How do Atacama microorganisms survive in such inhospitable conditions in the desert, where it sometimes doesn’t rain for years on end, and where intense ultraviolet radiation from the Sun tends to sterilize the surface?

Gypsum soil has been shown to serve as a habitat for certain microbes like cyanobacteria. Panel (a) shows a gypsic crust sample taken from the Atacama Desert embedded with a streak of cyanobacteria. Hailiang Dong et al. (2007)

It turns out that the safest habitat for cyanobacteria, also known as blue-green algae, is inside desert rocks, particularly in a form of gypsum known as alabaster. When a piece of alabaster collected from promising locations is cracked open, it will typically reveal a greenish layer just below the rock’s surface — far enough inside to be protected from the deadly UV radiation, but close enough to the surface that the cyanobacteria still get enough visible light through the translucent rock to be able to carry out photosynthesis.

Kimberley Warren-Rhodes, who is a biologist and ecologist at NASA’s Ames Research Center and the SETI Institute, led the team that developed the new remote detection system for finding microhabitats. She tells Astronomy that the new technique is aimed to be a step toward the kind of capability embodied in Star Trek devices, where “you bring out your little Tricorder, and you’re like okay, is there something alive out there or not?”

Warren-Rhodes has been wishing for such a device through the thousands of laborious hours she has spent over the years searching for signs of life in Earth’s driest places. This new study is “kind of a first step” toward such a capability, she says.

Warren-Rhodes and her colleagues searched for likely habitats at different scales, as seen in this diagram. Their results showed the odds of finding life could quickly drop even if shifting their such area just a few inches. Warren-Rhodes et al. (2023)

Pinpointing life on Mars

The location the researchers chose for this study, Salar de Pajonales, is a large salt flat, the remains of a long-ago dried-up lakebed. Such environments are of special interest to those hoping to find signs of past or present life on Mars because Earth microbes known as halophiles (“salt-loving”) are known to survive in such environments, and their remains can be very stably preserved for long periods in the mineral deposits.
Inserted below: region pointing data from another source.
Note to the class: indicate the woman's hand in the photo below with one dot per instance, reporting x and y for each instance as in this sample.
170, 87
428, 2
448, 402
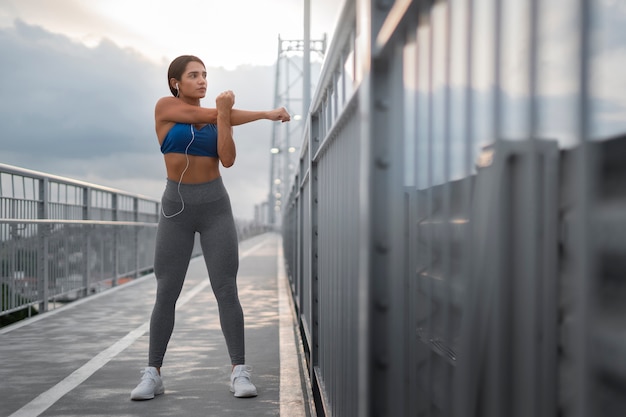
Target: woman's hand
279, 114
225, 101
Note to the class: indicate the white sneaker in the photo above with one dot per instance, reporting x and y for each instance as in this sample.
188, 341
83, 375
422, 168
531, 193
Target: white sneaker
240, 383
150, 385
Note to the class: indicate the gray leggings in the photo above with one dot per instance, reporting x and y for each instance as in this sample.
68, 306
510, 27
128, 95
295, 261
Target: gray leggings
206, 211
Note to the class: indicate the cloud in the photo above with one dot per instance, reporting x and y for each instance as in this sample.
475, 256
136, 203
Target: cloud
88, 113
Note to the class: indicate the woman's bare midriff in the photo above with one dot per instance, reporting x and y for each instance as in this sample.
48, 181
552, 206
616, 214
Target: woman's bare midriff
201, 168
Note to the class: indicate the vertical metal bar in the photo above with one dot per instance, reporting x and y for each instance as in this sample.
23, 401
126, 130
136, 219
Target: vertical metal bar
583, 173
447, 271
363, 54
464, 405
313, 254
306, 62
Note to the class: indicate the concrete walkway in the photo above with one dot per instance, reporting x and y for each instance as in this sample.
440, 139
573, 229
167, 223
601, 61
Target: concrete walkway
84, 359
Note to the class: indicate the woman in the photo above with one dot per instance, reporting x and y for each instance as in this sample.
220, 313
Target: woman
194, 140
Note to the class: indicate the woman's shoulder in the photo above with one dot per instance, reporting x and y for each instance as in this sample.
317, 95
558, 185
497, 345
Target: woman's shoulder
165, 101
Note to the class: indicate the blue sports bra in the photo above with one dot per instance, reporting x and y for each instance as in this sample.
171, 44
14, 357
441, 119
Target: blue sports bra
179, 140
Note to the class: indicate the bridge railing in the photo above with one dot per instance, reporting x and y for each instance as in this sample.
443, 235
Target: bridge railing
455, 232
61, 239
Warren-Rhodes points out that we already have very good tools — in the form of well-equipped orbiters currently circling Mars — for finding the larger-scale regions that could be of interest for biological searches. One such location is Jezero Crater, which is currently being explored by the Mars rover Perseverance. But within those large regions, there’s little to guide a rover to the best potential microhabitats.

“Once they’re on the ground, you have a lot of different choices, you have this whole landscape in front of you, like in the Atacama, and you get to pick like 10 places that you get to sample,” says Warren-Rhodes.

The new work, she hopes, will be a step toward developing a whole set of criteria for guiding that last bit of the exploration process. The team hopes that the process they used in Salar de Pajonales will be repeated in other places, including other Mars-analog sites on Earth, to develop a catalog of features and signatures to focus on when searching for life elsewhere.

After learning exactly what kinds of environments turned out to be most favorable as microhabitats, Warren-Rhodes says, she has learned to visually spot these places on the ground. This means she can walk straight to a spot of interest, pick up a rock, and have high confidence she’ll find microbial life inside. The team hopes that this kind of research will provide a similar headstart for future Mars rover planners as they search for the best places to sample.

“That’s what we want to do,” she says. “We want to make it easy.”


[Correction: A previous version of this article incorrectly stated the study was published in the journal Nature. The study was published in the journal Nature Astronomy.]